Last year, Hettinger and Beutel worked with Congressman Gerry Connolly to introduce a FedRAMP reform to speed the program and reduce costs. They plan to reintroduce this year. “The draft legislation rationalizes the program, speeds it up, and resources it properly. And, importantly, the bill creates the presumption that if you get an agency ATO (Authorization to Operate), other agencies should honor it. No reinventing the wheel every single time,” Beutel said.

Looking forward, Beutel said new procurement fast tracks are starting to help agencies address modernization issues. One is the Other Transaction Authority (OTA), gaining momentum in the Department of Defense. “[OTA is] a way to buy IT very fast, using rapid prototyping and iterative DevSecOps development procedures,” said Beutel. “You implement bite-size nuggets and deliver code iteratively over time.”

A final related step is ensuring procurement teams understand how to procure new subscription-based cloud services.
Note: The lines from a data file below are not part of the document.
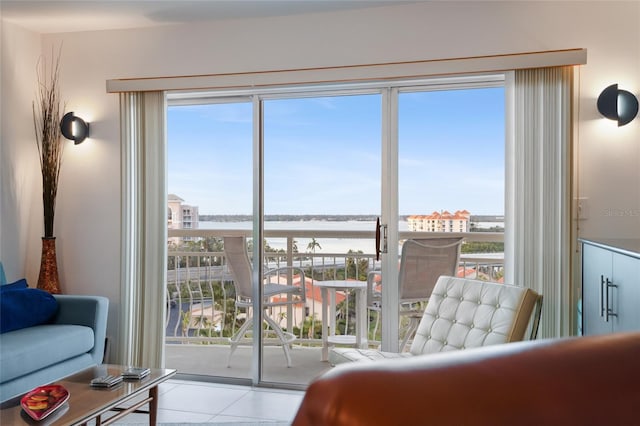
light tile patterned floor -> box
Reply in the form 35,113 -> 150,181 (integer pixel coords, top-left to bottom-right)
115,380 -> 304,426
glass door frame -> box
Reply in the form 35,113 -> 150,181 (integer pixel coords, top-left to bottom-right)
169,72 -> 509,385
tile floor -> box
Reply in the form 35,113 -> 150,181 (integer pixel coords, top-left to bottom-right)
114,380 -> 304,426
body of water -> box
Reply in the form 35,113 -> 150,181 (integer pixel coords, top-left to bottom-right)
198,220 -> 409,254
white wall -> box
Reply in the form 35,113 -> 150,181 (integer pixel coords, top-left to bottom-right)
0,1 -> 640,358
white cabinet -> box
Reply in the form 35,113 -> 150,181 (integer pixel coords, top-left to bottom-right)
582,240 -> 640,335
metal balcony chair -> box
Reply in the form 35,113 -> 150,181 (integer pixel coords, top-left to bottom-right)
223,237 -> 306,367
367,237 -> 463,350
329,276 -> 542,365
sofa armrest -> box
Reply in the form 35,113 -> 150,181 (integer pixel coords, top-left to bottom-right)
53,294 -> 109,364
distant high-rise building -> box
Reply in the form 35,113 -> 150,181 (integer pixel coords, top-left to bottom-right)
167,194 -> 200,245
407,210 -> 471,232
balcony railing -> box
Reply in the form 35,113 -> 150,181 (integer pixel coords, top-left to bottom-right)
166,229 -> 504,346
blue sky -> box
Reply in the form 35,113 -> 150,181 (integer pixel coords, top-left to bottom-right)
167,88 -> 504,215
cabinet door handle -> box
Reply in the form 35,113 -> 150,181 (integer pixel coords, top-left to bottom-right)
600,275 -> 608,317
604,278 -> 618,322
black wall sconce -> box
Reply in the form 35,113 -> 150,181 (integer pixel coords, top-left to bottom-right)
598,84 -> 638,127
60,112 -> 89,145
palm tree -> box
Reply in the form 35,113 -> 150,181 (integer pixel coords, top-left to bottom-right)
307,238 -> 322,254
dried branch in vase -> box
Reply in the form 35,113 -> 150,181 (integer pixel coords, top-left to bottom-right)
32,48 -> 64,238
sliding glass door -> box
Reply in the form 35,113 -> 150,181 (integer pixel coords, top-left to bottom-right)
262,92 -> 382,385
166,76 -> 506,387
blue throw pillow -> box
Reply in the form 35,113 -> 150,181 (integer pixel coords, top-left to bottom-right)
0,278 -> 29,293
0,288 -> 58,333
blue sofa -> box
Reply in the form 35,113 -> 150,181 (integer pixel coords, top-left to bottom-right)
0,264 -> 109,402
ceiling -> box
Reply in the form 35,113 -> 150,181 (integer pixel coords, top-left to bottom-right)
0,0 -> 415,33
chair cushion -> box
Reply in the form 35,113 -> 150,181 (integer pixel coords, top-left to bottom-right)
329,276 -> 538,365
0,286 -> 58,333
329,348 -> 413,365
0,278 -> 28,293
0,324 -> 95,383
409,276 -> 537,355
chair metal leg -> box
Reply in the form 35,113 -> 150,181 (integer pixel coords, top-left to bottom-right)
264,315 -> 295,367
227,316 -> 253,368
227,308 -> 295,367
400,315 -> 422,352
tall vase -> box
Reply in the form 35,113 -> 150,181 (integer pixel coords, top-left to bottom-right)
38,237 -> 61,294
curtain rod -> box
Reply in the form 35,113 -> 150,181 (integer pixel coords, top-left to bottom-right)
107,48 -> 587,93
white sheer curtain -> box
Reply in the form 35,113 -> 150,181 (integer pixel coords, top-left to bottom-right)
119,92 -> 167,367
505,67 -> 573,338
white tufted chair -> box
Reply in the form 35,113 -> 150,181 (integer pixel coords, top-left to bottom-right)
329,276 -> 542,365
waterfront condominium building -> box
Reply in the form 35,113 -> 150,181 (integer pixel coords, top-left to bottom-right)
407,210 -> 471,232
167,194 -> 200,245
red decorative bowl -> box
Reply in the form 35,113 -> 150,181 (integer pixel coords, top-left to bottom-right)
20,385 -> 69,420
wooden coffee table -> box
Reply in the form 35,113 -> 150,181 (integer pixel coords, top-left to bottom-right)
0,364 -> 176,425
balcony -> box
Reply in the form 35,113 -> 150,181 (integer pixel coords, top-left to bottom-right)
165,229 -> 504,386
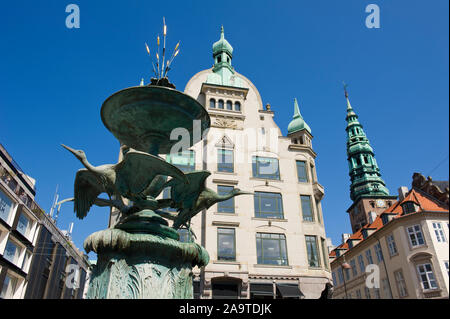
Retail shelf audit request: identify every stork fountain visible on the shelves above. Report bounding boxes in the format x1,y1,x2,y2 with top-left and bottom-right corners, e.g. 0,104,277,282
63,23,251,299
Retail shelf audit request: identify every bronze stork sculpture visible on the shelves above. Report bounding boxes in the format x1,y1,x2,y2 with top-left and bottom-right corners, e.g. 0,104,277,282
62,145,187,219
63,23,253,299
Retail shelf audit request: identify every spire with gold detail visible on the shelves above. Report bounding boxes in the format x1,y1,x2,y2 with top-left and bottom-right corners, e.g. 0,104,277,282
344,84,389,201
288,98,311,134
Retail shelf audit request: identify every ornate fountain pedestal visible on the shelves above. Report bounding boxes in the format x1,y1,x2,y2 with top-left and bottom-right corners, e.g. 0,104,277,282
84,210,209,299
64,79,211,299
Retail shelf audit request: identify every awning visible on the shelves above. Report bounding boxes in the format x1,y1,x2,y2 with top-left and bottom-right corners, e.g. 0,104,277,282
212,283,238,299
277,284,305,299
250,283,273,296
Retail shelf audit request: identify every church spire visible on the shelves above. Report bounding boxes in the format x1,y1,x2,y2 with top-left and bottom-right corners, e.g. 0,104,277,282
344,85,389,201
288,98,311,134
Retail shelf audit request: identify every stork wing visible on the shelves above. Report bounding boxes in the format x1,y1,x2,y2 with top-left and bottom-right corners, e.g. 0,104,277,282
73,168,106,219
143,175,167,198
116,150,188,195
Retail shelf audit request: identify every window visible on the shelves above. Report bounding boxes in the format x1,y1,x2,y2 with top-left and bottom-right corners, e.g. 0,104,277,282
309,165,316,182
252,156,280,179
300,195,314,222
0,274,17,299
211,280,239,299
166,150,195,173
20,251,31,271
373,288,381,299
381,278,392,299
350,259,358,277
256,233,288,266
375,243,383,262
320,238,329,269
0,191,14,222
3,240,22,265
344,268,350,281
366,248,373,265
296,161,308,183
217,149,234,173
254,192,284,219
417,264,438,290
358,255,366,273
402,202,416,214
162,187,177,212
394,270,408,298
217,228,236,261
364,287,370,299
305,236,320,268
217,185,234,214
433,223,446,243
407,225,425,247
386,235,398,257
338,267,344,284
17,213,31,237
177,228,191,243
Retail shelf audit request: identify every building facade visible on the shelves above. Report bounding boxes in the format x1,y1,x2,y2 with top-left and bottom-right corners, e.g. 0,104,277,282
330,173,449,299
174,28,331,298
0,144,88,299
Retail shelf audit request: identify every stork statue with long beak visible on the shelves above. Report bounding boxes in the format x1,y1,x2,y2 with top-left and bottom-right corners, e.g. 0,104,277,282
62,145,188,219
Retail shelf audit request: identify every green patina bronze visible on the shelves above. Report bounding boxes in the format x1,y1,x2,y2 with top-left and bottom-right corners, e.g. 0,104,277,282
345,90,389,201
63,79,249,299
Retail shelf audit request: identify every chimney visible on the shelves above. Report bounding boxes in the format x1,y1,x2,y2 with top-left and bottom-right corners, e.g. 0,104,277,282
369,212,377,224
342,233,352,243
398,186,408,202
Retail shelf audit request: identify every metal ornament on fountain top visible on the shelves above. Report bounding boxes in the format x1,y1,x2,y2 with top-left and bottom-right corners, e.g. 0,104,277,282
101,85,211,155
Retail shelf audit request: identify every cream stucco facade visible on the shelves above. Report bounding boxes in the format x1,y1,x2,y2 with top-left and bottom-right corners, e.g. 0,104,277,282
184,65,331,298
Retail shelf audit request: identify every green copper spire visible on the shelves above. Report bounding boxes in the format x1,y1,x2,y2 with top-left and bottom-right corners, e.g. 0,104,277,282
345,88,389,201
288,98,311,134
206,26,243,87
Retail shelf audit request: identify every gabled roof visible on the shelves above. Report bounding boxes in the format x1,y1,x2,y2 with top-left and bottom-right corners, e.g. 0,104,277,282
329,188,449,257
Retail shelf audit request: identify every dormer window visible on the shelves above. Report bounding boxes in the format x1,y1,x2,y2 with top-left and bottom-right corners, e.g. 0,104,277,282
402,202,417,214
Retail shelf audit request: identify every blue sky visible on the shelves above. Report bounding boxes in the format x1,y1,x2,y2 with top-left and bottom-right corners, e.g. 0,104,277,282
0,0,449,258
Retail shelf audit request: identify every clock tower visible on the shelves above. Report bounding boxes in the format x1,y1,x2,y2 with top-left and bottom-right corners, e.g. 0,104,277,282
345,89,397,232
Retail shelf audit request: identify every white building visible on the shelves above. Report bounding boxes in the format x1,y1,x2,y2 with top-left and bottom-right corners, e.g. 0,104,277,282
175,28,331,298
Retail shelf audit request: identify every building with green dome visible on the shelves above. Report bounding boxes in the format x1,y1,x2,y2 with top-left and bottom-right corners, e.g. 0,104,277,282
178,27,331,299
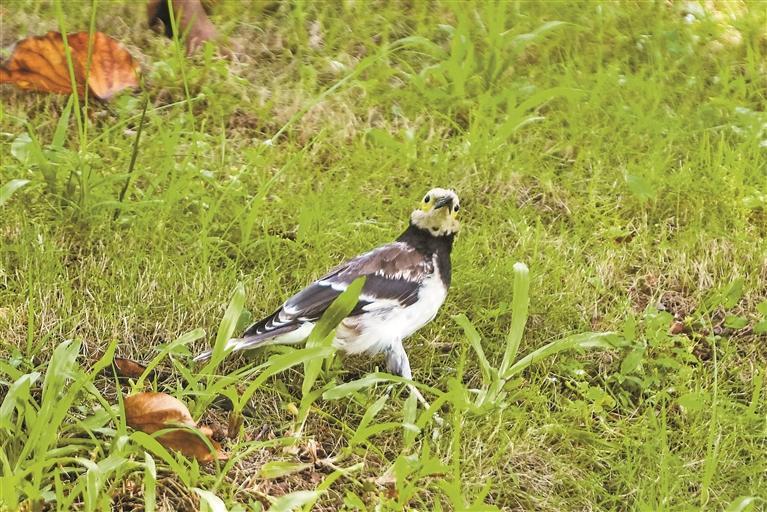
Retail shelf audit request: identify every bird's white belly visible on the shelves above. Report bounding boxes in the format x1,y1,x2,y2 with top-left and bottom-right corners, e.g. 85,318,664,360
334,272,447,354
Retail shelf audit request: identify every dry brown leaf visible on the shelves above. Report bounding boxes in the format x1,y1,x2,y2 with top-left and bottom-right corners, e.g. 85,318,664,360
112,357,146,379
146,0,216,55
0,32,138,100
125,392,227,462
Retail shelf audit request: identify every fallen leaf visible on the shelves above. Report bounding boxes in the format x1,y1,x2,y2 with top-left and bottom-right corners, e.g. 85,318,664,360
0,31,138,100
146,0,216,55
112,357,146,379
125,392,227,462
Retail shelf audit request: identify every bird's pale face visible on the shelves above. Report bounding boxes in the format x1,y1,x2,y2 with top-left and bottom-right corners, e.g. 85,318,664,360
410,188,461,236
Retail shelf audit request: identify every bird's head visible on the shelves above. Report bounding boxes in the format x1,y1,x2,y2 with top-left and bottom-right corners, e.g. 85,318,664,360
410,188,461,236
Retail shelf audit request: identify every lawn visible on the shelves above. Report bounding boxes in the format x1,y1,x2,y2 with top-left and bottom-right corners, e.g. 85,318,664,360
0,0,767,511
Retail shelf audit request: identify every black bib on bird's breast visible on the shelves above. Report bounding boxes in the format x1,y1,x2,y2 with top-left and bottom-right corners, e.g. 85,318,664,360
397,223,455,288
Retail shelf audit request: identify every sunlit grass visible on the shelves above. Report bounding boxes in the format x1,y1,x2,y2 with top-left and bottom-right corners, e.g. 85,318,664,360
0,2,767,511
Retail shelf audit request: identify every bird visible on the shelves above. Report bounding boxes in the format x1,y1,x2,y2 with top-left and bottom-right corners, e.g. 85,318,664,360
195,188,460,380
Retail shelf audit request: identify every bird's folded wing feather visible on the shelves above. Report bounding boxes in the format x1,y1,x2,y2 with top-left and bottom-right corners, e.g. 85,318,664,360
243,242,434,337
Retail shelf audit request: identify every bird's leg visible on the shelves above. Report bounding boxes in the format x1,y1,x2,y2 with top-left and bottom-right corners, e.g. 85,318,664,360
386,340,439,418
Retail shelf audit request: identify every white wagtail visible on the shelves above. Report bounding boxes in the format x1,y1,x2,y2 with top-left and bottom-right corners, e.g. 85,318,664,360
195,188,460,379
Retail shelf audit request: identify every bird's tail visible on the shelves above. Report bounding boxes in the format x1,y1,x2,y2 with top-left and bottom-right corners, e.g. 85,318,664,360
193,333,273,363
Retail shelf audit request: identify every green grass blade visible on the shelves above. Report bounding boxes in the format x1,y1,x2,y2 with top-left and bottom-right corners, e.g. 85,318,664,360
0,179,29,206
505,332,617,379
498,262,530,379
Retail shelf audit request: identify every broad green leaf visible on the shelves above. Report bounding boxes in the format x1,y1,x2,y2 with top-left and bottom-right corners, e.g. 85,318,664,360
498,262,530,379
130,431,192,487
206,283,245,374
724,315,748,329
51,94,75,149
301,276,365,395
240,347,334,404
269,491,320,512
506,332,617,378
511,20,568,51
144,452,157,512
322,373,392,400
453,313,493,385
0,372,40,431
626,174,657,202
621,347,645,375
192,487,227,512
0,179,29,206
136,327,205,389
677,391,706,411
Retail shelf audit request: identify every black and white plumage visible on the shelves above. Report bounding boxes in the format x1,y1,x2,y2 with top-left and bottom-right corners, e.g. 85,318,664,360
195,188,459,379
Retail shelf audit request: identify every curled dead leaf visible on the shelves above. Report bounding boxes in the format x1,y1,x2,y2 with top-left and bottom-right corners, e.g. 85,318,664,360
112,357,146,379
125,392,227,462
0,32,139,100
147,0,216,55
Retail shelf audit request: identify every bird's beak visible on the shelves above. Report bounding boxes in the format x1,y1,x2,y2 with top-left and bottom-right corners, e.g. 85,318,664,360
434,196,453,210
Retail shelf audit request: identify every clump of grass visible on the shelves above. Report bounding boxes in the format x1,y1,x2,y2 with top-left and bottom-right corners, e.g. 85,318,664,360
0,2,767,510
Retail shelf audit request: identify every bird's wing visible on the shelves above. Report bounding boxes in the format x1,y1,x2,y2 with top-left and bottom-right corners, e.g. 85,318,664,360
243,242,434,338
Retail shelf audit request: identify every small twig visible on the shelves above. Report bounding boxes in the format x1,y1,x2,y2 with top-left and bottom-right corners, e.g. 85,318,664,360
112,96,149,221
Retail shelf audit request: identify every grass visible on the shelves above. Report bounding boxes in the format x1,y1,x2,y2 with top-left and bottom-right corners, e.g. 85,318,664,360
0,0,767,511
Procurement officials need education about the new models, and there are resources available. For example, Beutel says OMB offers training for contracting officers that focuses on the “X-as-a-Service” model.

Many believe the Federal Acquisition Regulation (FAR) is rigid. But, “the FAR is not meant to be prescriptive,” Beutel says. “It offers recommended guidelines. Acquisition teams should think about out-of-the-box solutions that fit the agency.”

Beutel and Hettinger hope the use of the fast track procurement techniques will continue to grow. They will continue to advocate for modern, efficient, secure government services.

Osborn says the progress made so far is encouraging and lays the groundwork for more. He added, “We are all working to create opportunities for transformation.”